The other factor to which Krugman has turned in his attempt to explain today’s economic stagnation is the growth of monopoly power. Thus, referring to an account of the growing monopolization tendency by Barry Lyn and Philip Longman of the New American Foundation (Lynn is best known for his book, Cornered: The New Monopoly Capitalism and the Economics of Destruction), Krugman writes in “Robots and Robber Barons”: “Increasing business concentration could be an important factor in stagnating demand for labor, as corporations use thewir growing monopoly power to raise prices without passing the gains on to employees. ” In his December 9, 2012, blog post “Technology or Monopoly Power?” he explains that such monopoly power “could simultaneously raise the average rents to capital and reduce the return on investment as perceived by corporations, which would now take into account the negative effects of capital growth on their markups. So a rising-monopoly-power story would be one way to resolve the sweeping paradox” of stagnation coupled with “rapidly rising profits and low interest rates.” This could have come straight out of Michal Kalecki’s Selected Essays in the Dynamics of the Capitalist Economy (parts of which at least, judging from his latest book, End This Depression Now!, Krugman has been reading)-or even from the 2012 Monthly Review Press book by John Bellamy Foster and Robert W. McChesney, The Endless Crisis: How monopoly-Finance Capital Produces Stagnation and Upheaval from the USA to China, which includes statistical evidence on the monopolization tendency.

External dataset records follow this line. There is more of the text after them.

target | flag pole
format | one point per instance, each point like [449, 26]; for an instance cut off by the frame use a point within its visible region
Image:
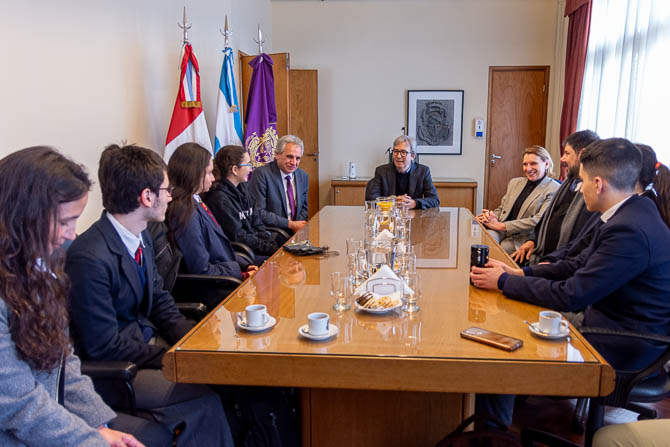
[226, 34]
[184, 26]
[260, 40]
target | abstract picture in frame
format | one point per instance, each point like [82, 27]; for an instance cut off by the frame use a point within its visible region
[435, 121]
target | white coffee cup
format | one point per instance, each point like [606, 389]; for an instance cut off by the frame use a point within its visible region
[318, 323]
[552, 322]
[257, 315]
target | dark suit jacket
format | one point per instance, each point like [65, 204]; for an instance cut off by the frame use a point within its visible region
[624, 276]
[206, 248]
[420, 188]
[267, 190]
[107, 299]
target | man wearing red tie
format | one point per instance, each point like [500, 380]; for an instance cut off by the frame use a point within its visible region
[118, 307]
[279, 188]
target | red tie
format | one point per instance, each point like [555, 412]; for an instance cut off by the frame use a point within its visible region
[209, 212]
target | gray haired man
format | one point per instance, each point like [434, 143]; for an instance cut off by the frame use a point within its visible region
[410, 182]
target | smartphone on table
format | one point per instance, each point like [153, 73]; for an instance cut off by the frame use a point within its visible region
[494, 339]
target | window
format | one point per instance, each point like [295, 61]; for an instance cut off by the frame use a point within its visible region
[626, 89]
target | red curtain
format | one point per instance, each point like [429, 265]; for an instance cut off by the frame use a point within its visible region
[579, 14]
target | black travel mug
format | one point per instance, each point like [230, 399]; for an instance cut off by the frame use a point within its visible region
[479, 256]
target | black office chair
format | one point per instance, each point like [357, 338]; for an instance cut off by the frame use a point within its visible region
[185, 287]
[646, 385]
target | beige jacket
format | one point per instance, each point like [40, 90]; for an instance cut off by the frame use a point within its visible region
[530, 212]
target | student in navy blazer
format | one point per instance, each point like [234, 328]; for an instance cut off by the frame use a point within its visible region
[119, 309]
[276, 205]
[204, 245]
[621, 281]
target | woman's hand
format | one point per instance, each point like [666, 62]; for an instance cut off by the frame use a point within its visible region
[494, 224]
[119, 439]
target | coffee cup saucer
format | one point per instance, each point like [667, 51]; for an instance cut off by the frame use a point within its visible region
[304, 331]
[535, 330]
[242, 324]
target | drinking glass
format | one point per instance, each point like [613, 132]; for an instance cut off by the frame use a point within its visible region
[353, 245]
[362, 265]
[337, 281]
[411, 264]
[378, 253]
[414, 284]
[354, 267]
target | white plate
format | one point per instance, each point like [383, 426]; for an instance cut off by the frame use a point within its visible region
[332, 331]
[377, 311]
[535, 330]
[242, 324]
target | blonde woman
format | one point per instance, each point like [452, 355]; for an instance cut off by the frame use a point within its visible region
[524, 202]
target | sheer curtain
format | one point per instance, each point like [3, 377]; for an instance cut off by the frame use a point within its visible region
[626, 87]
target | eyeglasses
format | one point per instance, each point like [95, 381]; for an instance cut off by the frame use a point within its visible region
[402, 154]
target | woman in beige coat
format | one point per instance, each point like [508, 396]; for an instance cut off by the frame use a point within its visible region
[525, 201]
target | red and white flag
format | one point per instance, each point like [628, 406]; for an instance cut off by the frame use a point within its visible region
[188, 123]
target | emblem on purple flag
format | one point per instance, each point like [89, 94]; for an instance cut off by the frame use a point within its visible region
[260, 118]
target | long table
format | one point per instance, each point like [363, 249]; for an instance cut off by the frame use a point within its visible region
[395, 379]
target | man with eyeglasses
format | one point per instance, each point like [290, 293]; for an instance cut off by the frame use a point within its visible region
[118, 307]
[409, 182]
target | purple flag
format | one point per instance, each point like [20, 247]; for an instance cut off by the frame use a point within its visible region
[260, 136]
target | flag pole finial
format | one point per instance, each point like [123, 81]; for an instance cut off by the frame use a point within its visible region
[260, 40]
[226, 33]
[185, 26]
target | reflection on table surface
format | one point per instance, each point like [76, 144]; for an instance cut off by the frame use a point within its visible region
[292, 287]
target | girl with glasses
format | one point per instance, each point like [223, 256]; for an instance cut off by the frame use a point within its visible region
[233, 206]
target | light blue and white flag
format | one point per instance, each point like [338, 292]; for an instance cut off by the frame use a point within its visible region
[228, 122]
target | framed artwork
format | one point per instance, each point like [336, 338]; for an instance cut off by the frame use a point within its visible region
[435, 121]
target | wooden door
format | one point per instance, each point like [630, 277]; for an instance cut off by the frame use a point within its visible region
[304, 122]
[517, 119]
[280, 69]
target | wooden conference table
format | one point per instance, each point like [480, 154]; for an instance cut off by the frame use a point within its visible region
[394, 379]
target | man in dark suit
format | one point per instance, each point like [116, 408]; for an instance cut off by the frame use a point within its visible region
[119, 310]
[567, 213]
[621, 281]
[279, 189]
[410, 182]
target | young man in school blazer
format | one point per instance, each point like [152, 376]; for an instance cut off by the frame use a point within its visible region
[279, 189]
[410, 182]
[119, 310]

Krugman is not alone among leading mainstream economists in turning suddenly to growing inequality and monopoly power in order to explain today’s economic stagnation. Joseph Stiglitz’s 2012 book, The Price of Inequality, presents similar arguments. As he makes clear, the problem is that in the crisis “the share of wages” in the economy “has actually fallen,” while “many firms are making good profits”. Stiglitz devotes a whole chapter of his book to the “increased monopoly power in the United States.” He argues that this creates a “negative-sum game” whereby the giant, concentrated firms gain, while the economy as a whole loses. Likewise, Izabella Kaminska, an exceptionally astute reporter for the Financial Times blog, FT Alphaville, observed on December 27 in “In an Economy Not So Far, Far Away,” that “As Paul Krugman, the economist, argued, too much market power can easily end up raising average rent to capital while reducing the return on investment perceived by corporations. This notion resonates well with today’s crisis because it is consistent with the paradox of rapidly rising profits amidst low real interest rates, stagnant real wages and persistent unemployment. It also explains rising inequality.”
Of course mainstream economists are a long way from seeing problems in their full historical dimensions, or from recognizing that both the capital-labor problem and monopoly power are endemic to capitalist development. For Stiglitz, as he explains at the end of his book, the issue is simply one of the revivals of antitrust, government regulation of the economy, and progressive income distribution. There seems to be no real inkling that the conflict between labor and capital extends to the class bias of the capitalist state. Barring this sharpest kind of class struggle, What Atiglitz suggests in the way of reform is unimaginable. And even with it, we cannot be certain much would change within the system. We no longer live in that special period of the post-Second World War US welfare state and European social democracy, in which the existence of the Soviet Union and attempted alternatives in the third world, coupled with an exceptional prosperity, pushed the West toward meaningful reform. Instead we live in an era of neoliberal globalization and financialization, which have pushed the world in a regressive direction. Such structural problems as growing class inequality and rising monopoly power are, moreover, inherent tendencies of capitalism as a system. They will end only with the end of capitalism itself.